The first year after I wrote Healing Letters, I wrestled with God. I did not have the financial resources to pay for the publication so it was on hold for a year until the next tax refund. A year to wrestle God. Hmm.... It was interesting, I'll say. During that time, I became content with the idea that it would not be published. I justified that it must have been for me and not for anyone else, and yes, it would have been worth it if that were the case. I remember it well what came next. It was near the end of the church service and the congregation was praying. I was talking to God about some things and as I was listening for His reply, he availed himself of the airspace to say something completely out-of-the-blue and unrelated to my conversation. He calmly spoke, "Publishing the book will be the next step in your healing." It felt like an invitation more than anything. An invitation to come and dine some more, to go back for seconds on dessert! It was also very humbling. In order to receive a blessing, I would also have to submit to whatever else that entailed. I decided at that moment that there was no turning back and I was fully committed. Not to say I didn't keep wrestling, but God stayed on His throne and kept winning.

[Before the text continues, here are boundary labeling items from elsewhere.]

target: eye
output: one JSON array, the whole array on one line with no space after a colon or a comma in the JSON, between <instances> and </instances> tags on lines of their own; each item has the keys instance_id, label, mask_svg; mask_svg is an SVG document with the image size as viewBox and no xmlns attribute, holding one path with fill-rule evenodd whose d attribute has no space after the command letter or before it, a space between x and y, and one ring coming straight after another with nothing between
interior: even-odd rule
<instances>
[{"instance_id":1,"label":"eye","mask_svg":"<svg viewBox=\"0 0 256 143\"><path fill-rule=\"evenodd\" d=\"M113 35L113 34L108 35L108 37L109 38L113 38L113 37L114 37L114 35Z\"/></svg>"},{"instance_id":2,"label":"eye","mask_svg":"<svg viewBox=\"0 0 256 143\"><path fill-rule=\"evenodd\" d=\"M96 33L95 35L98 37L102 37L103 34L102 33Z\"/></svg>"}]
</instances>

Now that the book is out there, I have a deep respect for my readers prerogative to remain confidential. It's all about getting back to God and my prayer is that you will and that you will share Him with others when you do. But I go back to Beth Moore's blogging and ask myself how much of it is up to me? Should I try to do book signings? Should I travel? How hard should I try for consignments? Well, I'm thinking out loud here, but basically I've concluded that I'll go when He says "Go!" and I'll stay when He says "Stay." Simple enough. From the beginning, when I wrote the book, I was pregnant with child #3. I wrote at night and on weekends. My family was my priority and I have felt strongly about that all along. That alone answers some of my ponderings. No matter what wise or foolish decisions I make now, Got will get it where it needs to be. He made that very clear to me from the beginning. He wrote it for somebody, of that I am sure. It feels to me like I'm just plain ol' me and I'm just standing there and watching God do the thing like I'm not even here. It's hard to BELIEVE when you don't SEE (or when the only feedback is full of bashes). But "faith is the substance of things hoped for, the evidence of things not seen." I have Faith.

Thanks for listening. And thanks for stopping by..........
~Lisa

PS -- And thanks for putting up with SSSOOOOOOOOOO many technical errors in the book. As I've read through it a few times, I've seen more and more of them!